Soit, mais des problèmes se posent de manière toujours plus accrue, en termes le logement, notamment. Contrairement à Bâle-Ville, le canton de Genève n’a pas d’arrière-pays. Son arrière-pays, c’est la France, où de plus en plus de Genevois s’installent comme résidents. La frontière est-elle appelée à disparaître progressivement, non seulement sur un plan symbolique mais aussi sur un plan juridique?

«Je ne pense pas que la frontière est appelée à disparaître. La frontière n’est pas un phénomène univoque»

Prenez l’exemple des rapports entre la Suisse et l'Union européenne. Nous avons des accords comme la libre circulation et Schengen, qui peuvent donner l’impression d’un effacement des frontières, mais la frontière continue à fonctionner sur d’autres plans, étant donné notamment que la Suisse n’est pas membre de l’UE.

Sur quel plan, par exemple?
Eh bien, pour voter, il faut avoir la nationalité suisse, ou résider en Suisse si l’on est un étranger au bénéfice d’un droit de vote communal, voire cantonal, mais seulement dans certains cantons.

«Malgré l’intégration transfrontalière, les États-nations continuent d’exister»

Les deux dynamiques fonctionnent simultanément et, à certains niveaux, l’une peut neutraliser l’autre.

C'est-à-dire?
Plus l’intégration économique et sociale est développée dans un espace transfrontalier, plus certaines des dimensions de la frontière s’estompent, par exemple dans le domaine des transports. On pense aux réseaux de tramways et RER mis en place à Genève ou à Bâle-Ville. Mais d’autres dimensions ne disparaissent pas.

Lesquelles?
Prenons le marché du travail. Entre la Suisse et les régions voisines de France, Allemagne, Autriche et Italie, la frontière marque une différence, plus ou moins grande, de niveaux de salaire, de pouvoir d’achat et d’accès.

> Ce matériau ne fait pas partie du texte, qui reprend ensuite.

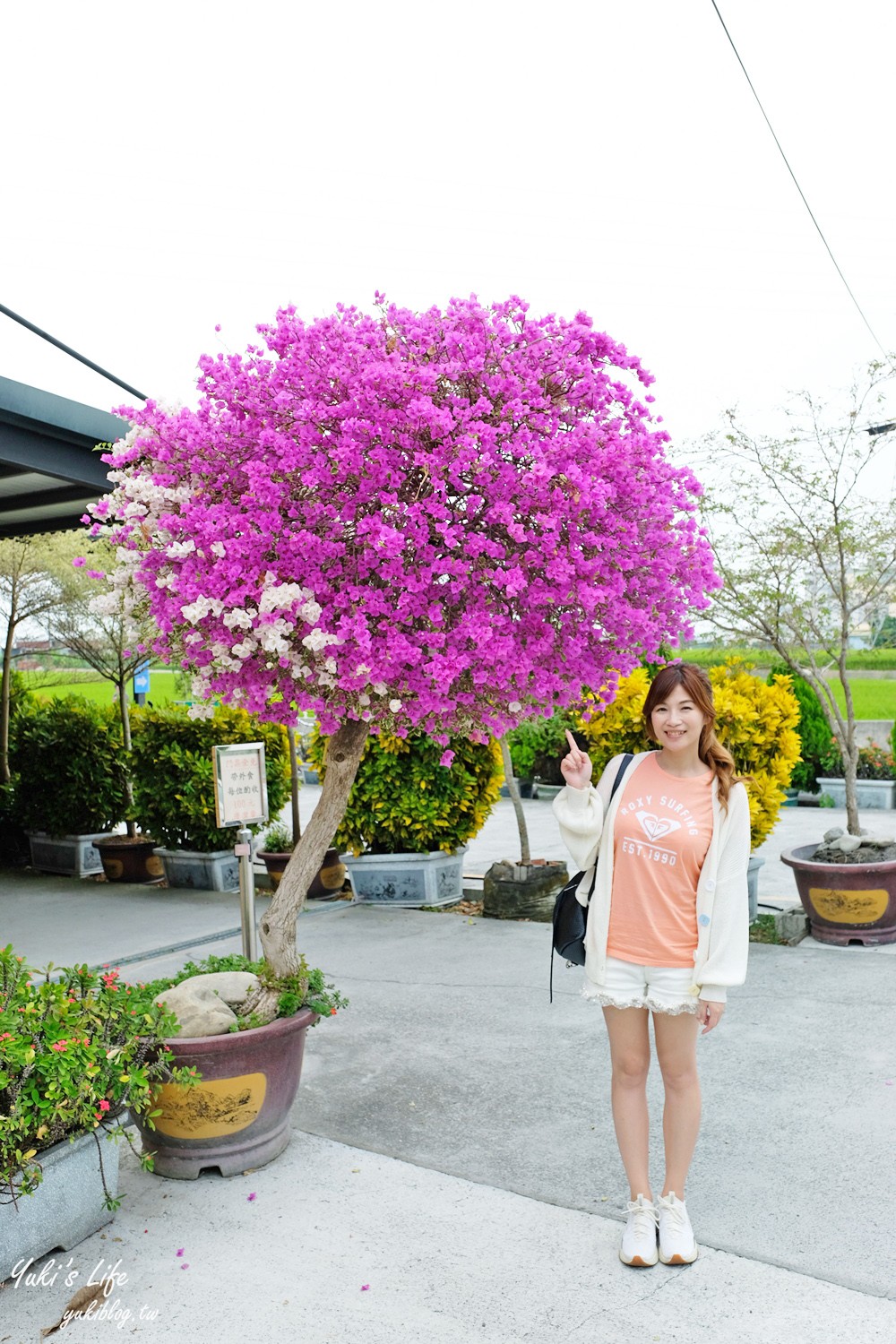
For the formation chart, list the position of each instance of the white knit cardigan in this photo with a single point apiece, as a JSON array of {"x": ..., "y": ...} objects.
[{"x": 586, "y": 819}]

«S’il n’y avait pas de frontière, on assisterait à une uniformisation et à une harmonisation des conditions de vie. Or, cela arrive seulement partiellement»

Même si la circulation des personnes augmente, les inégalités entre les régions ne disparaissent pas et quelques fois augmentent. Des dynamiques transfrontalières peuvent se développer précisément à cause des écarts observés au sein même de ces espaces.

Par exemple?
Demandons-nous pourquoi le trafic transfrontalier augmente. Une des raisons est que les salaires sont plus élevés en Suisse et que la demande de travailleurs y est forte. La situation est la même à Bâle et au Tessin. En proportion des habitants, le Tessin est l’espace transfrontalier ayant le flux de personnes le plus intense en Europe, après le Luxembourg. Ce sont 80 000 personnes sur 350 000habitants. Un tiers des personnes occupées au Tessin sont des frontaliers italiens.

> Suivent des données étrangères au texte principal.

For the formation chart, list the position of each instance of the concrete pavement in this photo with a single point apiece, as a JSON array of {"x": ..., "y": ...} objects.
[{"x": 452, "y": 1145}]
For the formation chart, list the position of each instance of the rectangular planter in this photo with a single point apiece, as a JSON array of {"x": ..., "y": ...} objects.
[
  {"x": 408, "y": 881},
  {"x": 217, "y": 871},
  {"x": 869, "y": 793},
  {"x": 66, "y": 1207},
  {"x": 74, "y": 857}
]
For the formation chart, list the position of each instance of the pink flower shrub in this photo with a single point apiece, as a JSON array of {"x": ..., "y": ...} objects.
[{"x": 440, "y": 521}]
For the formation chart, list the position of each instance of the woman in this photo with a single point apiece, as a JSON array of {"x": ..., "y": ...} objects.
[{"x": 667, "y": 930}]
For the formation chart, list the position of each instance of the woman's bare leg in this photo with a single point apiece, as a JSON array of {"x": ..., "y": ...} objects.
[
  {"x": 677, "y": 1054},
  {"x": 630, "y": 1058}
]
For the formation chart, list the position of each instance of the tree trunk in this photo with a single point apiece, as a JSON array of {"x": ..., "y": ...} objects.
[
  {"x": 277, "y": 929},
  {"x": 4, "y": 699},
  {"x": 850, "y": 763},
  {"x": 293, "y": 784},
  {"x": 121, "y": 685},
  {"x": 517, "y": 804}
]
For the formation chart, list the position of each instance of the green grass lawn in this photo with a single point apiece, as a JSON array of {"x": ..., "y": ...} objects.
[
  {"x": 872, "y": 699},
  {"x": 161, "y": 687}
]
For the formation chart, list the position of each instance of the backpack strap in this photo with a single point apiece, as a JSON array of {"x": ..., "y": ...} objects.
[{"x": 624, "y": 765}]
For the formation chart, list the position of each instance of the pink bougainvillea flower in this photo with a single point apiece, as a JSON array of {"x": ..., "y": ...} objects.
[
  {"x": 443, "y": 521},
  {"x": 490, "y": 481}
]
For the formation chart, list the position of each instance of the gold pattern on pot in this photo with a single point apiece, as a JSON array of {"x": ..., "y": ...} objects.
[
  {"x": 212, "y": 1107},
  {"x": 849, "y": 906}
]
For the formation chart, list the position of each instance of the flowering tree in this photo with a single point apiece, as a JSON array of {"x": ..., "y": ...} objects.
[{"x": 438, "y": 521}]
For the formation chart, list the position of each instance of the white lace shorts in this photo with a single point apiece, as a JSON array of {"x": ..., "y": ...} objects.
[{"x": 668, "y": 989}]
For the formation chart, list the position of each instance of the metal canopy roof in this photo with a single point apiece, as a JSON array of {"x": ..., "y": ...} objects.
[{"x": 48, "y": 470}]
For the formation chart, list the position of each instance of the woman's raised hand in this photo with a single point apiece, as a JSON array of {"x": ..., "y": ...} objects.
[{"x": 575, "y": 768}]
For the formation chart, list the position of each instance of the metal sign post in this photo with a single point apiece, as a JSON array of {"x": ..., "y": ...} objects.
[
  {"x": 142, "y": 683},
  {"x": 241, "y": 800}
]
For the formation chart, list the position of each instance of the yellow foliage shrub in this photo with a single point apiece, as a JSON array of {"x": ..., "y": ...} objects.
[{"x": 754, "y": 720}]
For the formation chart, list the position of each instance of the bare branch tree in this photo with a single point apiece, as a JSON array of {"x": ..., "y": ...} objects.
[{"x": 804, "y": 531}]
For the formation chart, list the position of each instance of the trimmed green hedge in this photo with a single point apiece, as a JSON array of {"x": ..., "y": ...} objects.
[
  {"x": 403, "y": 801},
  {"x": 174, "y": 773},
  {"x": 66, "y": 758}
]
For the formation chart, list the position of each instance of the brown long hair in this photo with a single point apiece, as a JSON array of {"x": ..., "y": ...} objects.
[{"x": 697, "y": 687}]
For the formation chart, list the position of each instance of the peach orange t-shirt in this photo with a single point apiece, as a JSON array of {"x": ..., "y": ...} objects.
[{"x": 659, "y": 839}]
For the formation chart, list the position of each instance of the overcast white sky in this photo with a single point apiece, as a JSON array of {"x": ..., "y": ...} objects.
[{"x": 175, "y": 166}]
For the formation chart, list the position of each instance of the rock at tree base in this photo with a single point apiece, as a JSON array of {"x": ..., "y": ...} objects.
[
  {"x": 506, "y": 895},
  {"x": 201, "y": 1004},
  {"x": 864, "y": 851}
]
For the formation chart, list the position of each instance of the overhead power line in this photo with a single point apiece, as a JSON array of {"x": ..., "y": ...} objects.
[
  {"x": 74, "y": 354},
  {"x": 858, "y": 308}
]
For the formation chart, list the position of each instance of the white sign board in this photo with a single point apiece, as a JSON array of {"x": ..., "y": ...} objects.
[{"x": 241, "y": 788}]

«Il y a des communes au Tessin où les postes de travail sont occupés à 70% par des frontaliers»

Sauf que cet état de fait crée des tensions. A Genève, le Mouvement des citoyens genevois (MCG) s’est récemment insurgé contre le fait que le département cantonal de l’aide sociale, appelé Hospice général, emploie à ses yeux une trop forte proportion de frontaliers, entre autres à des postes à responsabilité, au détriment, affirme le MCG, de diplômés universitaires locaux qui ont du mal à trouver du travail.

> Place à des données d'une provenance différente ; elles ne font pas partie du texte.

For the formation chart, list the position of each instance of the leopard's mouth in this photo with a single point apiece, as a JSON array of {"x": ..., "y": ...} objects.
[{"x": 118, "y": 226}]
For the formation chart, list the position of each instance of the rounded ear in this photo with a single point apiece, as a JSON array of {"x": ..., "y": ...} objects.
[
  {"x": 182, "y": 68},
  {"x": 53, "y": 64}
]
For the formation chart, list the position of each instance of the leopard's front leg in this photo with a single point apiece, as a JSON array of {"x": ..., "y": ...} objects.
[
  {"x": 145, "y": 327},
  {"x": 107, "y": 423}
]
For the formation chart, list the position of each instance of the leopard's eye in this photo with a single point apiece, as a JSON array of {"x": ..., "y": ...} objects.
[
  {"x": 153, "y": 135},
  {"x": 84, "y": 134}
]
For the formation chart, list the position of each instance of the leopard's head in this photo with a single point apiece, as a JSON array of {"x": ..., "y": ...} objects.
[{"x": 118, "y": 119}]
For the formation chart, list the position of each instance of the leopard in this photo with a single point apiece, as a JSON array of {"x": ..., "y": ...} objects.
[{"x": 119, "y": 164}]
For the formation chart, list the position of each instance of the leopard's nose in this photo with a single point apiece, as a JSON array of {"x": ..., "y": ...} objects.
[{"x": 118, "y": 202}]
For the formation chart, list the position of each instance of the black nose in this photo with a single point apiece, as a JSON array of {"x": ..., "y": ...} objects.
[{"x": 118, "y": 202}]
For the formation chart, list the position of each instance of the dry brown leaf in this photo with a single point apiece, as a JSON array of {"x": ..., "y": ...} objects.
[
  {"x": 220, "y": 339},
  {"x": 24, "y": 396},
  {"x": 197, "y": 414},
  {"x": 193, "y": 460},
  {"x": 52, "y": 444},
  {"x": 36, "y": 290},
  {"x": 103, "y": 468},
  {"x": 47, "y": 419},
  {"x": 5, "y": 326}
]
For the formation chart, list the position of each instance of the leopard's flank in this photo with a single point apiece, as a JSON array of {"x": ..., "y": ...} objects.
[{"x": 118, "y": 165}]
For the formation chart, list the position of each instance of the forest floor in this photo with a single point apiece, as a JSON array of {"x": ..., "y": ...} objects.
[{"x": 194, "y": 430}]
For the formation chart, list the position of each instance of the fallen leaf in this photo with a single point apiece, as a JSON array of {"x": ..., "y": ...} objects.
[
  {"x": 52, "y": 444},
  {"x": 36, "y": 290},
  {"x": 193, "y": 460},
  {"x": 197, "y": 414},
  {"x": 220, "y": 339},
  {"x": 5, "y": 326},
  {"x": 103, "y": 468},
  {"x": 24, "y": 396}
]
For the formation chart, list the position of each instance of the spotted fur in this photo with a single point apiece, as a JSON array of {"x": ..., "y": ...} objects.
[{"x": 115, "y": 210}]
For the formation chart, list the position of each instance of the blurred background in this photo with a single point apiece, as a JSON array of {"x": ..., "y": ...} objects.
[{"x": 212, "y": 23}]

«C’est un sujet important, qui pose la question de la perception que les habitants ont des relations transfrontalières»

Nous avons à ce propos réalisé une étude comparative dans le canton de Genève, à Bâle-Ville, à Bâle-Campagne et au Tessin. Dans les deux Bâle, on ne voit pratiquement que des vertus à l’intégration transfrontalière. Elle est vue comme un avantage qui mérite d’être développé. Au Tessin, la perception est à l’opposé. Et, à Genève, on est à mi-chemin entre la perception positive et la perception négative.

Pourquoi cette perception essentiellement négative au Tessin?
Il n’y a pas, au Tessin, contrairement à Bâle et à Genève, une grande concentration de postes à haute valeur ajoutée. La capacité d’attirer une main-d’œuvre hautement qualifiée avec de bons salaires est bien moins existante au Tessin. Qui, dès lors, se retrouve confronté à une pression considérable sur les moyens et bas salaires, du fait d’écarts énormes de revenus avec la Lombardie, où ils sont très bas comparativement. L’intégration transfrontalière, on ne le découvre pas, peut aussi produire des crispations.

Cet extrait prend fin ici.